A Family Mass of Christian burial will be held for 100-year old Aquinata Theresa (Kaufman) Gross, of Harlan, on Tuesday, June 30, at 11:00 a.m. at St. Boniface Catholic Church in Westphalia. A public visitation will be Monday, June 29, from 5:00 p.m. to 7:00 p.m. at the church. A Wake Service will be held at 7:00 p.m. Burial will be at the St. Boniface Cemetery.
For Services *Social Distancing Seating and Face Masks are Highly Recommended
Video Streaming of the Mass Service will be attempted, broadcast link will be available on the Pauley Jones Funeral Home home page. The Pauley Jones Funeral Home is in charge of arrangements.
Aquinata was born October 29, 1919 to August and Mary (Schneider) Kaufman at her rural home near Westphalia, Iowa. The eighth of twelve children, she was named after her paternal aunt, Sister Aquinata OSF, of Campbellsport, Wisconsin, and was honored to claim St. Thomas Aquinas as her patron saint. Her name was soon shortened, and she answered to “Nottie” for the rest of her life. On June 25, 2020, Nottie died peacefully at Elm Crest Retirement in Harlan,Iowa.
Nottie was baptized and confirmed at St. Boniface Catholic Church in Westphalia. She attended country school in the winter and parochial school in the fall and spring, graduating from the eighth grade at the St.Boniface School in Westphalia.
Helping on the family farm was the daily routine as she was growing up. Nottie’s favorite chores were in the kitchen: cooking and baking.
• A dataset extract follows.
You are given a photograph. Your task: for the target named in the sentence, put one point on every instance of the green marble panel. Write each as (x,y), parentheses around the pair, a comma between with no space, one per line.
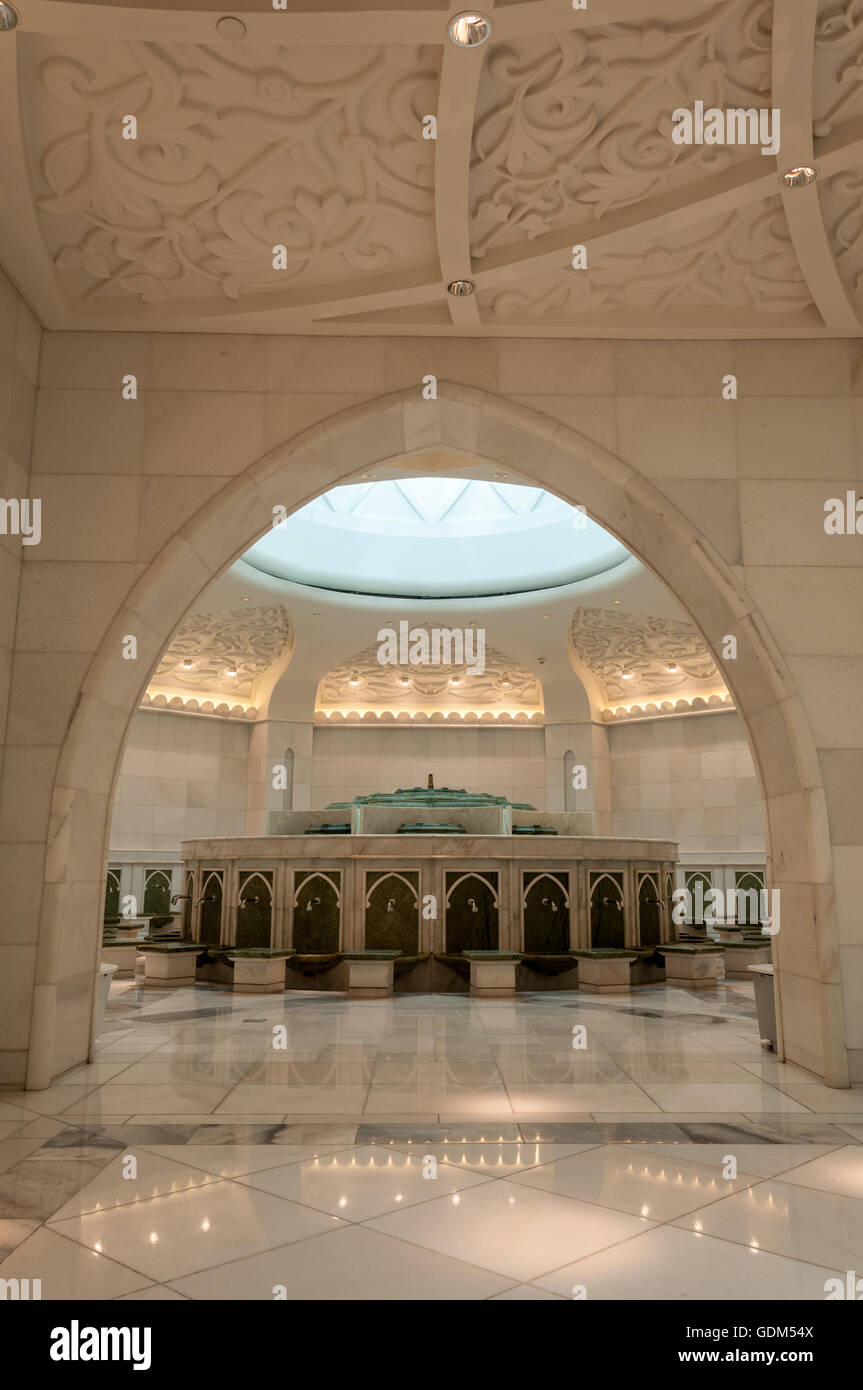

During the winters she enjoyed sewing, embroidering, and making quilts. As a teenager she did some domestic work for families in Harlan and clerked at a retail store.
On September 27, 1937, Nottie married Emil Gross at St. Boniface Church in Westphalia. They spent their honeymoon picking corn by hand on their small farm near Earling, known as “the Eighty.” In 1944 they bought and moved to a larger farm near Westphalia, just a couple miles from where Nottie grew up. Emil and Nottie were happy with their new farm, restored the homestead and land, raised their family of 13 children here, and called this “home” for the rest of their married life.
During the years Nottie was always busy: raising the children, cooking meals, baking bread, laundering clothes, tending chickens, gardening, canning produce, and cleaning the house, and she seemed to enjoy all these tasks. Her children recall that often she sang while she worked. Favorite songs were “O Mary, My Mother,” and “The Ballad of Cowboy Jack.” Every birthday in the family was a celebration because she baked a special cake, frosted/decorated, and served with ice cream for the occasion. Nottie loved to play cards, too, and would often initiate a game of “Euchre” or “Pitch” on long winter evenings. In later years, she joined the Sewing Circle in Westphalia, a group which met weekly.
As the family grew, Nottie and Emil were able to get away now and then: a trip to California to see her sister, trips to Milwaukee to visit their daughter, and a trip abroad to see distant relatives. Later, they traveled, as back-seat passengers, across the country to view the sites and visit family. Nottie and Emil celebrated their 60th wedding anniversary September 27, 1997. Emil died on May 9, 1998. Nottie continued living on the family farm, but spent several winters in North Dakota with her daughter and son-in-law. In 2014, she moved to Westphalia into what used to be her mother’s little house.
In May 2017, Nottie entered Little Flower Haven in Earling. Her family was always her life, and she loved having them come to see her. She often mused that in her many years of having children, she raised three families: in the forties, in the fifties, and in the sixties. When the Little Flower Haven closed in the fall of 2019, Nottie was relocated to Elm Crest Retirement Home in Harlan.
Nottie is survived by her children: June (Tony) Prom of Harvey, ND; Jerry (Sue) Gross, Westphalia; Father Ken Gross, Des Moines; Joe (Mary) Gross, Donahue; Bonnie McCoy, Des Moines; Andrew (Denise) Gross, Des Moines; Therese (Steve) Becker, Storm Lake; Ed (Leslie) Gross, St. Paul, MN; Paul Gross, Atlantic; Rose Wignall, Creston; Norm (Diane) Gross, Spring Valley, MN; thirty-seven grandchildren and 51 great-grandchildren; sisters: Lavina Gross and Alice Wegner, Harlan; sister-in-law Naomi Gross, Harlan; many nieces and nephews. Nottie was preceded in death by her husband, Emil, oldest child, Patricia in 2008 and youngest child, Nicholas in 2019; grandchildren, Kevin Gross and Laura Gross; brothers: Tony, Al, Gus, Jerome Kaufman, and two as infants; sisters: Frances Foxhoven, Marie Monahan, and Geraldine Dixon.